My Dear Mrs. Adwell:

I am sorry to have to write you that Palmer was killed a few days ago in action. I was near him at the time and his last wish was that I would write to you. He didn’t suffer a bit and died like a man. He knew he was dying so I sat and talked with him for a few minutes.
He said to tell you not to feel too bad as he was fighting for a good cause and the more he saw of the Germans the more he was ready to fight and even to die for America. He said that he wished that he could have seen you again if it was only for a few minutes.
I am sending you a card of the place near which he was buried.
Palmer was one of the most popular boys in our company and they all miss him. He and I were almost like brothers, and I can hardly believe it to be true.
Offering you my greatest sympathy.

Yours very sincerely,
William H. Ashley
79 Co. 6th Regt. Marines

Memorial Services in Honor of P.A. Adwell published in the Renville Star Farmer July 11, 1918

Palmer Adwell 

People of Renville Do Honor to the Memory of Marine Who Died in Battle.

Church Decorated in Flowers

Memorial services were held at the M. E. church Sunday afternoon in honor of Palmer Adwell, who so nobly gave his young life that democracy might live on the earth. The house was crowded to its capacity on the occasion. The altar was nicely decorated with floral emblems and a picture of the deceased had a place among the flowers.

Following an impressive prayer by the pastor Judge Daly arose and with much feeling addressed the meeting and the parents and family on the heroic death of this young man on the field of battle, fighting for a cause that was dear to every patriot. Words were weak and could not be used except in sympathy to fill the place made void in the hearts of his parents, but the cause for which he died will live forever in the hearts of his countrymen and his name will be enrolled on the tablet of time and live forever as one who stepped into the breach in the time of his country’s greatest need and gave all that he had – his life.

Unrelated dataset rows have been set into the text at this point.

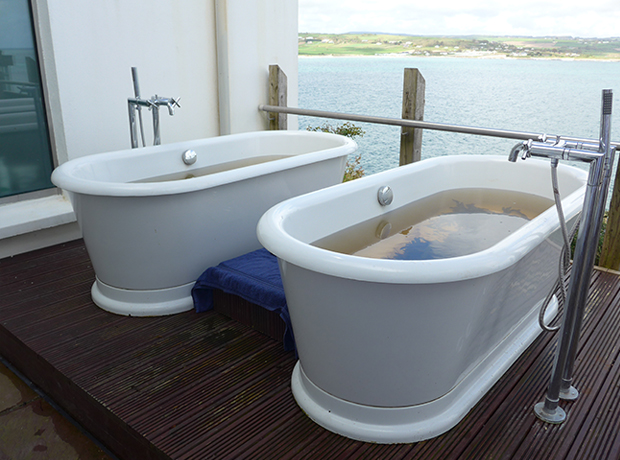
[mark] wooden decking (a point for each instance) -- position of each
(206, 387)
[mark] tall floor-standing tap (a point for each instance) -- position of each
(135, 105)
(601, 159)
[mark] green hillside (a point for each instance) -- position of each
(311, 44)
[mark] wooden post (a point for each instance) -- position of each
(413, 109)
(610, 253)
(277, 96)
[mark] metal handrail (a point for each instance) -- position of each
(506, 134)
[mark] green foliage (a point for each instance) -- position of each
(353, 169)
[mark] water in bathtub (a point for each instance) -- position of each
(448, 224)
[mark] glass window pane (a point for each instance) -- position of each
(25, 152)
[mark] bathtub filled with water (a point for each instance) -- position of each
(412, 291)
(153, 219)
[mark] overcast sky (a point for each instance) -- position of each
(577, 18)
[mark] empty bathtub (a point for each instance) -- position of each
(153, 219)
(400, 350)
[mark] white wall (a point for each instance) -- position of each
(87, 50)
(95, 44)
(251, 35)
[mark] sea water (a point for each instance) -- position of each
(542, 96)
(448, 224)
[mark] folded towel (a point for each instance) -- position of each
(254, 277)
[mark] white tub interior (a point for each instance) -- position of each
(356, 202)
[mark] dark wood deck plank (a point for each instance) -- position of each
(194, 386)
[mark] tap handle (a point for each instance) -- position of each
(136, 86)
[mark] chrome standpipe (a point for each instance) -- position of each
(601, 157)
(135, 105)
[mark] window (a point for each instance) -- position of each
(25, 151)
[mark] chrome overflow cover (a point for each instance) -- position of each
(385, 195)
(189, 157)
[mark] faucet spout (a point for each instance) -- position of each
(517, 149)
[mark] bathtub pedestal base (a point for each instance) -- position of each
(151, 302)
(387, 425)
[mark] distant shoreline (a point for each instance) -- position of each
(473, 47)
(452, 56)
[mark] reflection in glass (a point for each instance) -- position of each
(25, 152)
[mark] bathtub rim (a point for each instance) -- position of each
(273, 236)
(66, 176)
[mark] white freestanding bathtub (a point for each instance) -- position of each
(400, 350)
(151, 228)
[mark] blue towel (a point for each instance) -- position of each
(254, 277)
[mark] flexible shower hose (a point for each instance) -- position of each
(559, 284)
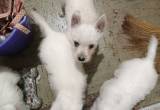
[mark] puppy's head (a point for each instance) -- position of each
(85, 37)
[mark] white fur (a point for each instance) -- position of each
(10, 95)
(84, 32)
(133, 80)
(64, 76)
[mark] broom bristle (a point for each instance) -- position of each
(139, 31)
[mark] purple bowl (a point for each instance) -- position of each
(16, 41)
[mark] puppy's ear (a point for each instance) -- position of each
(101, 23)
(76, 20)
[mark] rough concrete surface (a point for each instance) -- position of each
(112, 48)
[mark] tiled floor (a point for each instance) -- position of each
(112, 49)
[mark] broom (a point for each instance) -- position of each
(139, 31)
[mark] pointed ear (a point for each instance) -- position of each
(76, 20)
(101, 23)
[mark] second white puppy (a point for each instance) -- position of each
(133, 80)
(64, 75)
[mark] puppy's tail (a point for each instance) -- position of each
(41, 22)
(152, 48)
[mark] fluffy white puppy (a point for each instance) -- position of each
(133, 80)
(11, 97)
(64, 75)
(85, 27)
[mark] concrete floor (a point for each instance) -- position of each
(113, 46)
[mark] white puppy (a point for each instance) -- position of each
(85, 27)
(10, 95)
(64, 75)
(133, 80)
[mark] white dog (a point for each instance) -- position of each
(11, 97)
(85, 27)
(64, 75)
(133, 80)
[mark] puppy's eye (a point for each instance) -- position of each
(76, 44)
(91, 46)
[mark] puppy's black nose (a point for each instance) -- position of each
(81, 58)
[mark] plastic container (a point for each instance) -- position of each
(16, 41)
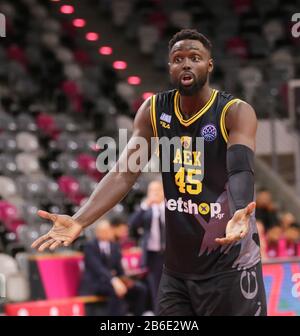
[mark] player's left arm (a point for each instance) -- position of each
(241, 123)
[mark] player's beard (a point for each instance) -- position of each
(192, 89)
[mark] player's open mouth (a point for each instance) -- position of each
(187, 79)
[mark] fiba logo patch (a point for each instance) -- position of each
(209, 132)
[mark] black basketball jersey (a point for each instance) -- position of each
(197, 209)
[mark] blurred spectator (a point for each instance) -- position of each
(121, 232)
(148, 224)
(266, 211)
(290, 228)
(262, 239)
(283, 239)
(104, 275)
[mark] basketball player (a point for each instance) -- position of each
(212, 259)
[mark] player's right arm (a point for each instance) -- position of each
(109, 191)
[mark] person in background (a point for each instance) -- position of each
(120, 229)
(148, 224)
(266, 211)
(104, 275)
(263, 240)
(290, 228)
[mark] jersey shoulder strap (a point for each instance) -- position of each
(225, 101)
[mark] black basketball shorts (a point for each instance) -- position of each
(236, 293)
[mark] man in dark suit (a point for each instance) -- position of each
(148, 224)
(104, 275)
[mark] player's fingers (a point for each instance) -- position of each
(46, 245)
(227, 240)
(55, 245)
(250, 208)
(40, 240)
(47, 215)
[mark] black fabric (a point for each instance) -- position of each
(236, 293)
(240, 168)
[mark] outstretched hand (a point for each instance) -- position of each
(238, 226)
(64, 231)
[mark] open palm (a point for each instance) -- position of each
(64, 231)
(238, 226)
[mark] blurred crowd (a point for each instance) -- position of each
(57, 98)
(278, 230)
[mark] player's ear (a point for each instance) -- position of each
(210, 65)
(169, 65)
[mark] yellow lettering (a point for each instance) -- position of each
(177, 157)
(203, 208)
(196, 156)
(187, 158)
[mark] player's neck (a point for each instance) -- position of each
(189, 105)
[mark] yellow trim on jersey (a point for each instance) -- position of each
(188, 122)
(223, 116)
(153, 120)
(153, 116)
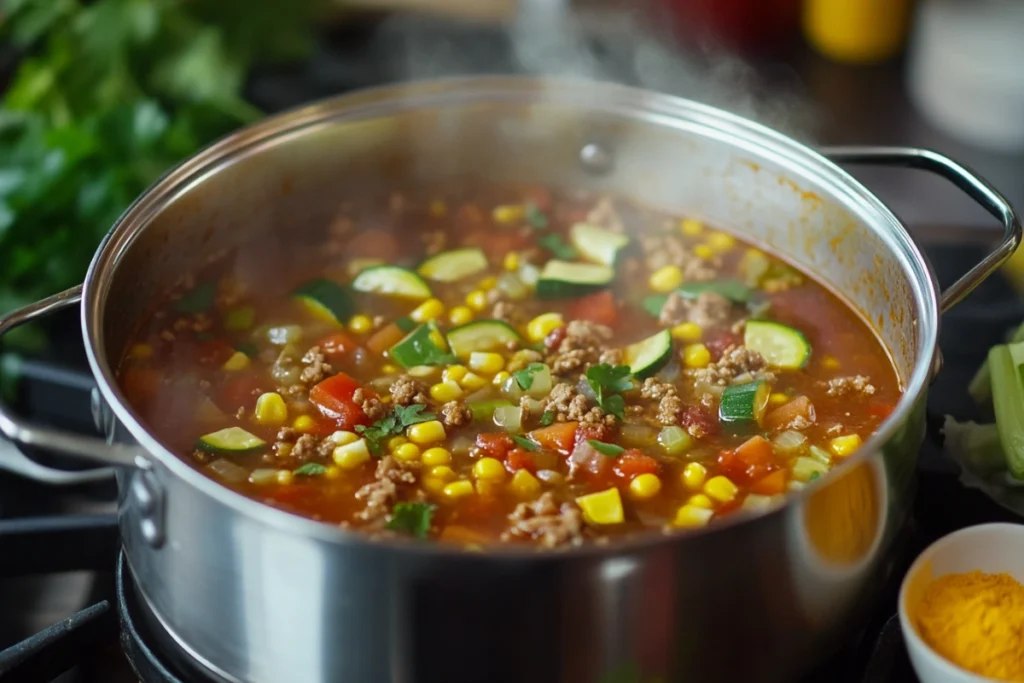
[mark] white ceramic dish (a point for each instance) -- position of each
(988, 548)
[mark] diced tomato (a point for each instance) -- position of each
(633, 463)
(599, 307)
(495, 444)
(520, 459)
(333, 397)
(773, 484)
(559, 436)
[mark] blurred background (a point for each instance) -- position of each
(100, 97)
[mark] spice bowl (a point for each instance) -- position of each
(987, 548)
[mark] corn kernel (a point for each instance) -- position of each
(437, 209)
(458, 489)
(239, 360)
(691, 226)
(430, 309)
(454, 373)
(477, 300)
(645, 486)
(544, 325)
(690, 516)
(472, 381)
(845, 445)
(509, 214)
(604, 507)
(270, 410)
(460, 315)
(350, 456)
(140, 351)
(721, 242)
(700, 501)
(359, 325)
(407, 453)
(444, 391)
(442, 472)
(721, 488)
(687, 332)
(488, 468)
(666, 279)
(426, 432)
(694, 475)
(525, 484)
(435, 456)
(696, 355)
(303, 423)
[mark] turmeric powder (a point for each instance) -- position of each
(976, 621)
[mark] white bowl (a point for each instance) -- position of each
(987, 548)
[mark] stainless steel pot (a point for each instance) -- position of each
(255, 594)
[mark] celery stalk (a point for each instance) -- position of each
(1008, 399)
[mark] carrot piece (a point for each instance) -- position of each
(782, 416)
(560, 436)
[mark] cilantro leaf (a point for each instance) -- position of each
(309, 470)
(524, 377)
(609, 450)
(525, 442)
(412, 518)
(557, 246)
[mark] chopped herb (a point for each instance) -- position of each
(309, 470)
(412, 518)
(556, 246)
(525, 442)
(524, 377)
(609, 450)
(392, 424)
(536, 217)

 Rev. Henry Nobbs gave the closing address. In an able manner her described the life of a soldier at this time, not knowing what day may bring forth, the unspeakable methods of a cruel and relentless enemy and what the boys in Khaki must face at this time that they may make the world a fit place in which to live. It was a stirring patriotic appeal and comforting to the parents and family of deceased. The memorial was a fitting tribute to the first one to fall in battle from Renville county in the war.

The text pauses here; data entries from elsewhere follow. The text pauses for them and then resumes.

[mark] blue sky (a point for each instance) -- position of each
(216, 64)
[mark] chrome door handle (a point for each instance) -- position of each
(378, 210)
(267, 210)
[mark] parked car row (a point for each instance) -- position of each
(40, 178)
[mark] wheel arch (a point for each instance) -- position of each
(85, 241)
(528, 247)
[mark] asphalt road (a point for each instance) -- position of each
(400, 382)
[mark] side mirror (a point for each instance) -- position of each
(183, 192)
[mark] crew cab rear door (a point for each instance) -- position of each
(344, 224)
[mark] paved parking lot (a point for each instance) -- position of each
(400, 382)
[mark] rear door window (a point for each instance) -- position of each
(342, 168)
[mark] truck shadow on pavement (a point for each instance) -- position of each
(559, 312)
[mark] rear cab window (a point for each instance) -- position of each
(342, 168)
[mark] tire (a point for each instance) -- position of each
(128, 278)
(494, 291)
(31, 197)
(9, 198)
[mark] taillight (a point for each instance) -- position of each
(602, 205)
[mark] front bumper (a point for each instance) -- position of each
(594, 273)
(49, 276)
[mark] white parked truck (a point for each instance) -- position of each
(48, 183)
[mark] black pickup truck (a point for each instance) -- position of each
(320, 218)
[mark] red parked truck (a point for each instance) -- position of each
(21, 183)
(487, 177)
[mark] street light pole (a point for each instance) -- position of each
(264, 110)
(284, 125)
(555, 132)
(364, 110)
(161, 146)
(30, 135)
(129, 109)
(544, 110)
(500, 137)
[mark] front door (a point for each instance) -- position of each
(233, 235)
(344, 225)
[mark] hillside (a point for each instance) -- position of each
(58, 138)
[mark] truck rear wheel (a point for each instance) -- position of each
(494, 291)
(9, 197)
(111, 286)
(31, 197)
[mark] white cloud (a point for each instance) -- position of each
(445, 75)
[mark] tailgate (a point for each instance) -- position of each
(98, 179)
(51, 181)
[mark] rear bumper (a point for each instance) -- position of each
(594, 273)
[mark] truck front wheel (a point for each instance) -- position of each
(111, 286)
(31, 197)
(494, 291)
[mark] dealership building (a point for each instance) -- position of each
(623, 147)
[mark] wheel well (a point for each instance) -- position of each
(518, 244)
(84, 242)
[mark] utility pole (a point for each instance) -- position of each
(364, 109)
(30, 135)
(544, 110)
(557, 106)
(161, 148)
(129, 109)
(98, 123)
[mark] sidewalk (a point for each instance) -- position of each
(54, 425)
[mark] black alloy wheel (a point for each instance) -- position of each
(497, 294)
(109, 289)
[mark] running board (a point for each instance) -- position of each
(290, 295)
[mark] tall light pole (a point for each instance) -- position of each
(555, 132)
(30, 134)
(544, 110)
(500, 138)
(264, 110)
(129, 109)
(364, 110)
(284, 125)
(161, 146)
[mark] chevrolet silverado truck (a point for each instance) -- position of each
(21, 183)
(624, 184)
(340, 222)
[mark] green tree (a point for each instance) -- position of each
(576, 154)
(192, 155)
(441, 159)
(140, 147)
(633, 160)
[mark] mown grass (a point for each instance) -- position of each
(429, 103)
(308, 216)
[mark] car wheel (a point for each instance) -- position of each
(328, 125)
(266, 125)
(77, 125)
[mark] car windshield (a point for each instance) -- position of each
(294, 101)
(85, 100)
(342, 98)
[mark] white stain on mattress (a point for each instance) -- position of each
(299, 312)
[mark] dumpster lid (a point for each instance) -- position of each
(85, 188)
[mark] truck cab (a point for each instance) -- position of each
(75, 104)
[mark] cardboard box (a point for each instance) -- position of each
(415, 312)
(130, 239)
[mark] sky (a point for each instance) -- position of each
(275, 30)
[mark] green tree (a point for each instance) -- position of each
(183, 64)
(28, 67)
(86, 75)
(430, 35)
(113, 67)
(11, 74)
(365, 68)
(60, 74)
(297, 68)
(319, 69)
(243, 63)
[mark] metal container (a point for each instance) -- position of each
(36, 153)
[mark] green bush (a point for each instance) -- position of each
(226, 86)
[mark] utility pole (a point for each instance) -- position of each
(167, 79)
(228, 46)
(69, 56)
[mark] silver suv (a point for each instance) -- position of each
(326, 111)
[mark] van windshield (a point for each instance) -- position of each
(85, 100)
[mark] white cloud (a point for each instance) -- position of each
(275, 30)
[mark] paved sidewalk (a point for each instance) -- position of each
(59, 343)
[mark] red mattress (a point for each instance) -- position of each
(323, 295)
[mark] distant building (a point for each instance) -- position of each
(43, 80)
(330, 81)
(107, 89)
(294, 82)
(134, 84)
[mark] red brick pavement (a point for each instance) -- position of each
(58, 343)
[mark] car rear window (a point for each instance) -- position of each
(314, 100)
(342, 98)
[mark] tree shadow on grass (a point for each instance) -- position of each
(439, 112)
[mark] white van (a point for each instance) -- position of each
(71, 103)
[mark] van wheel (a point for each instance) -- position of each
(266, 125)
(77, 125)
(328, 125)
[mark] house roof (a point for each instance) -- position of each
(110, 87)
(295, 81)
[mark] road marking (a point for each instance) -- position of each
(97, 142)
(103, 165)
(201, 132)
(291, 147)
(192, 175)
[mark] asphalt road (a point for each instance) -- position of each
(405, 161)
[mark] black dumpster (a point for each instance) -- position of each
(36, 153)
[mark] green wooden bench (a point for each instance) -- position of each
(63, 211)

Directions for Making Aviation Vests published in the Franklin Tribune July 4, 1918

Aviation Vests

Material—Outside of khaki color sateen, first interlining of outing flannel, second interlining of two layers of lining paper (Witchtex or any good brand), and ling made of used kid gloves.

Cutting Material—All material to be cut from the same pattern with paper linings extending down only as far as separately marked.

Darts—Make three small darts 2 ½ inches long on each front, one at neck, one at arm hole and the other at middle of front edge. Darts on sateen to be stitched on inside and pressed. Darts on all linings to be cut, lapped, and stitched flat.

Binding—Make binding from bias strips of sateen 1 1/3 inches wide.

Pockets—No pockets.

Fastenings—No fastenings.

Kid Glove Lining—Cut light weight wrapping paper same size as pattern. On this arrange the pieces of cleaned kid gloves. Pin to position with edges overlapping about ½ inch and past to paper. Stitch all edges firmly and tear off paper.

To Make—Make darts in sateen. Sew up shoulder and under arm seams and press open. On outing flannel quilt lining papers with long loose stitches with paper double over check and back. Make darts after being quilted. Sew up shoulder and under arm seams and press open. Next to paper place kid glove lining with finished darts. Lap shoulder and under arm and press open. Next to paper place kid glove lining with finished darts. Lap shoulder and under arm seams and stitch seams flat through interlinings. On the outside place the sateen and fasten together by stitching through all the material down middle of back and through shoulder and under arm seams. Trim all edges evenly and over cast firmly. Bind all edges with binding made as described above by first stitching on inside and finished on outside.